A alteração foi aprovada em votação simbólica na tarde desta quarta-feira, sem a presença de parlamentares da oposição, que estavam em reunião para defender a criação da CPI da Petrobras. Durante a votação, DEM, PPS e PSDB marcaram posição contra, mas foram derrotados. A medida, transformada em Projeto de Lei de Conversão (PLV), terá de passar pelo crivo da Câmara e retornar ao Senado. Se aprovado, passa a valer imediatamente.
Criada em dezembro do ano passado, a MP foi editada originalmente para que as licitações de obras para reconstruir locais atingidos pelas chuvas estivessem enquadradas no RDC, além da construção de presídios e de estabelecimentos penais para adolescentes. A autora do relatório, senadora Gleisi Hoffmann (PT-PA), ex-ministra da Casa Civil, sugeriu a extensão do RDC a todas as obras, em todos os níveis da federação, sob a justificativa de que a alteração irá reduzir a morosidade na execução de obras públicas. Gleisi defende que o regime diferenciado, que dispensa a habilitação das empresas, não irá contribuir para o aumento da corrupção. A senadora estima que o prazo desde a escolha da empreiteira até o início das obras será reduzido pela metade.
— Tudo o que se ganha de prazo na administração pública é importante, porque hoje é tudo muito demorado. Eu estive lá e sei como funciona. A morosidade que existe hoje não garante que não haja corrupção e desvios, então é um erro dizer que o RDC vai contribuir para isso — afirmou Gleisi.
O senador Álvaro Dias (PSDB-PR) criticou a mudança. Para o tucano, estender o RDC para todas as obras terá como consequência o aumento da corrupção. O senador defende que as etapas previstas na lei de licitações (8.666) não devem ser usadas como pretexto para justificar atrasos nas obras. Com outros parlamentares da oposição, Dias propôs uma Ação Direta de Inconstitucionalidade (Adin) no Supremo Tribunal Federal (STF) quando o governo decidiu usar o RDC nas obras da Copa do Mundo.
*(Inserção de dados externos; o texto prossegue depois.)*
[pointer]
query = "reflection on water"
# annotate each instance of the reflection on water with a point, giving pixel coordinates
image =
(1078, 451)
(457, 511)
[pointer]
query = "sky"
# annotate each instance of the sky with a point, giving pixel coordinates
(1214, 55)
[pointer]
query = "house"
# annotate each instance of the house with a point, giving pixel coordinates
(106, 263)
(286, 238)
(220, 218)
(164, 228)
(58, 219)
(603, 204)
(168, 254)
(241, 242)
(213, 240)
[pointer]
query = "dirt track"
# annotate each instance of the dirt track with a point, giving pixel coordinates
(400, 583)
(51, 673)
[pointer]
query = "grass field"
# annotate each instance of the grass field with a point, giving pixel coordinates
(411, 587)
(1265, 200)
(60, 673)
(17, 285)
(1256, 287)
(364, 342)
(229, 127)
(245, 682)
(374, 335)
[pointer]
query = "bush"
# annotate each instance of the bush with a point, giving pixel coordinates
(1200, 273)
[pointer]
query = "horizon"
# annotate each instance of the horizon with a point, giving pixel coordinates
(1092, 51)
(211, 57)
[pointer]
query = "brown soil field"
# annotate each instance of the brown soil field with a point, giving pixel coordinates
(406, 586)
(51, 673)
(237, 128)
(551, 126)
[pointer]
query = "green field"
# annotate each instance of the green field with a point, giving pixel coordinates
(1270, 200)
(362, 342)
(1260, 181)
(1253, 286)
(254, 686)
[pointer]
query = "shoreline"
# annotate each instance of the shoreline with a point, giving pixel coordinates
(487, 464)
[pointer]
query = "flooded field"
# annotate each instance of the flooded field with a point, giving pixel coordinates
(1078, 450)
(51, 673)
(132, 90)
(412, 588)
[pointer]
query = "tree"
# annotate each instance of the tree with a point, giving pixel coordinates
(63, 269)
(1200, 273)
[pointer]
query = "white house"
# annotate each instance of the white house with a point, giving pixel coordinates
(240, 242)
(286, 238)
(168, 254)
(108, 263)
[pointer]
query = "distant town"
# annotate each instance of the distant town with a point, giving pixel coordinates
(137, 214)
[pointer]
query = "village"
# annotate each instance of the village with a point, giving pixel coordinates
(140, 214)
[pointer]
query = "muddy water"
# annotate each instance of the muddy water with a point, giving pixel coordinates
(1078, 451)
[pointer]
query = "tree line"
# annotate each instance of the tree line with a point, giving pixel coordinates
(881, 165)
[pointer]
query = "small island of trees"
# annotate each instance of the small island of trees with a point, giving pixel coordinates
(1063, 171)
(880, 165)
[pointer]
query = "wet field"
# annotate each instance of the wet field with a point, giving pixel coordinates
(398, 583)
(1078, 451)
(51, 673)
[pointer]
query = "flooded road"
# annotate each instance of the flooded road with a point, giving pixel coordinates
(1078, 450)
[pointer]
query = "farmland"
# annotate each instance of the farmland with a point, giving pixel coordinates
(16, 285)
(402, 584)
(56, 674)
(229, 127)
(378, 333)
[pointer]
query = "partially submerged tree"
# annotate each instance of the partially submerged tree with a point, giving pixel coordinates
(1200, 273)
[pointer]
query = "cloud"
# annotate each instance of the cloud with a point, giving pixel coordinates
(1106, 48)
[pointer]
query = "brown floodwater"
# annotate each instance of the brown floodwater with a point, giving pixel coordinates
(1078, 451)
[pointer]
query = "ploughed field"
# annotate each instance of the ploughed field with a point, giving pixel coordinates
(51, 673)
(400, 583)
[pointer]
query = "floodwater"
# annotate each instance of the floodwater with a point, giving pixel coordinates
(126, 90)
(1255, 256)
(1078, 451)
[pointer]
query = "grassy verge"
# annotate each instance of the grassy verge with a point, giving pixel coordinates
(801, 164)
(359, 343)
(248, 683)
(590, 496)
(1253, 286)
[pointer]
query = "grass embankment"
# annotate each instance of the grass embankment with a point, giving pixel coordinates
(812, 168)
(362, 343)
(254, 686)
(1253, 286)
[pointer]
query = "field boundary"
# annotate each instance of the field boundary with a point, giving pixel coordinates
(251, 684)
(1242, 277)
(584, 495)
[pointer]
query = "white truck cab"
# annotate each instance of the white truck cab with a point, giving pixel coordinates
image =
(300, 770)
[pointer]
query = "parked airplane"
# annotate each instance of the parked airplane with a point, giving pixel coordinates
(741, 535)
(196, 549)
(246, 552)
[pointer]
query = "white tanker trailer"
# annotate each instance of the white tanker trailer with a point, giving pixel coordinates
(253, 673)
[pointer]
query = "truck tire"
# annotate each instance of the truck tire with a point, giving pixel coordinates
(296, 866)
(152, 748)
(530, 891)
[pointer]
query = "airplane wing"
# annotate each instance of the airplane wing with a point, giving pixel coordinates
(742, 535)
— O governo está escancarando as portas para a corrupção. De uns tempos para cá, tem procurado limitar os mecanismos de fiscalização para facilitar licitações em benefício de empreiteiras para obras públicas. Ao estender o RDC a todas as obras, consagra uma afronta à Constituição, que já foi objeto de uma Adin (ação direta de inconstitucionalidade). Não se justifica atraso nas obras em função da lei. A morosidade é consequência da incompetência, quando o governo se aparelha, substituindo técnicos competentes por políticos despreparados — rebateu o senador.
Gleisi agiu de forma 'ardilosa', diz deputado do DEM
O deputado do Democratas, Efraim Filho, tentou barrar a mudança, mas, sem número, a oposição não conseguiu aprovar seu requerimento de destaque do artigo 1º do parecer de Gleisi. Ele diz que agora vão centrar fogo no plenário, porque o governo não colocou a digital no projeto original, mas a senadora ex-chefe da casa Civil chamou para si a relatoria, e tenta jogar o ônus da mudança no colo do Congresso.
— A ex-ministra faz isso de forma ardilosa. Em virtude da inoperância e falta de planejamento, o governo quer resolver o problema da falta de celeridade escancarando as portas da corrupção, tirando as salvaguardas da Lei de Licitação que vedam os desvios de recursos e a farra com o erário. Essa ampliação do RDC para todos os contratos da União, Estados e Municipios significa o caminho para o velório e o sepultamento da Lei 8.666, das licitações no setor público — protestou Efraim Filho.
O texto atual da lei que instituiu o RDC explicita que o regime só pode ser usado em contratos e licitações dos Jogos Olímpicos e Paraolímpicos de 2016; da Copa das Confederações e Copa do Mundo 2014; de obras de infraestrutura e de contratação de serviços para os aeroportos que servirão as cidades-sedes desses jogos; de ações do Programa de Aceleração do Crescimento (PAC); ações do Sistema Único de Saúde (SUS); e de presídios.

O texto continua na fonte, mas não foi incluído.